In the current exhibition, Riflesso del bronzo/Reflection of bronze (2004) is a wall-mounted work in eight parts, where each dimly reflective, excoriated bronze plaque, successively cast from its immediate predecessor, is, literally, a mirror to time and process. The connection between act and contact, trace and imprint is further explored in Spine d'acacia—Contatto, aprile 2006/Acacia thorns—Contact, April 2006, where Penone painstakingly attached thousands of sharp thorns onto paneled canvas in sweeping whorls. At the center of the composition emerges the impression of a huge pair of lips, as if pressed directly on the canvas in visceral relation with nature.
The tree and its relationship to man is among Penone's most enduring subjects and a seemingly inexhaustible source of inspiration. A series of works Indistinti confini/Indistinct boundaries (2012), with their individual subtitles citing ancient Italian rivers, are bare tree trunks on pedestals, carved with astonishing veracity in ghostly white marble, into which Penone has embedded rusting iron nails and bronze knots. These metal elements eventually leach into and stain the marble, so the work appears to be, in a sense, "alive." Foglie di pietra/Leaves of stone (2013), from which the exhibition takes its title, is a series of sculptures in which tall splints of delicate cast bronze tree branches cradle found fragments of eighteenth-century ornamental stonework inspired by vegetal forms, a meditation on the endurance of nature beyond the passage of manmade culture and history.
Giuseppe Penone was born in 1947 in Garessio, Italy.

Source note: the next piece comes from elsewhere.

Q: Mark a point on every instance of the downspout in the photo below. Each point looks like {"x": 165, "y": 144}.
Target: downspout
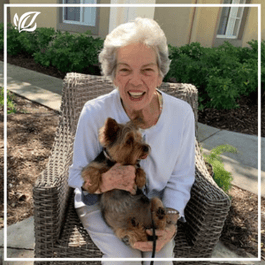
{"x": 192, "y": 21}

He lives and works in Paris and Turin. Public collections include Tate Gallery, London; Centre Georges Pompidou, Paris; Musée d´Art Moderne de la Ville de Paris; MAXXI, Rome; Castello di Rivoli, Turin; Stedelijk Museum, Amsterdam; Museum of Modern Art, New York; and Museum of Contemporary Art, Los Angeles. Recent solo exhibitions include Centre Georges Pompidou, Paris (2004); Toyota Municipal Museum of Art, Toyota, Japan (2008); Ikon Gallery, Birmingham, United Kingdom (2009); "Des veines, au ciel, ouvertes," Musée des Arts Contemporains, Grand-Hornu, Belgium (2011); Documenta 13, Kassel (2012); "The Bloomberg Commission: Giuseppe Penone," Whitechapel Art Gallery, London (2012); "Penone Versailles," Château de Versailles, France (2013); Kunstmuseum Winterthur, Switzerland (2013); "Ideas of Stone (Idee di pietra)," Madison Square Park, New York (2013-14); and "Giuseppe Penone: Being the River, Repeating the Forest," Nasher Sculpture Center, Dallas (through January 10, 2016). Penone co-represented Italy in the 52nd Venice Biennale (2007). He was awarded the Praemium Imperiale by the Japan Art Association in 2014. Gravity and Growth, a major outdoor commission for the European Central Bank in Frankfurt, was completed in 2015 and he is currently working on a permanent commission for the Louvre Abu Dhabi in UAE. An exhibition of his work is planned at the Rijksmuseum, Amsterdam in 2016.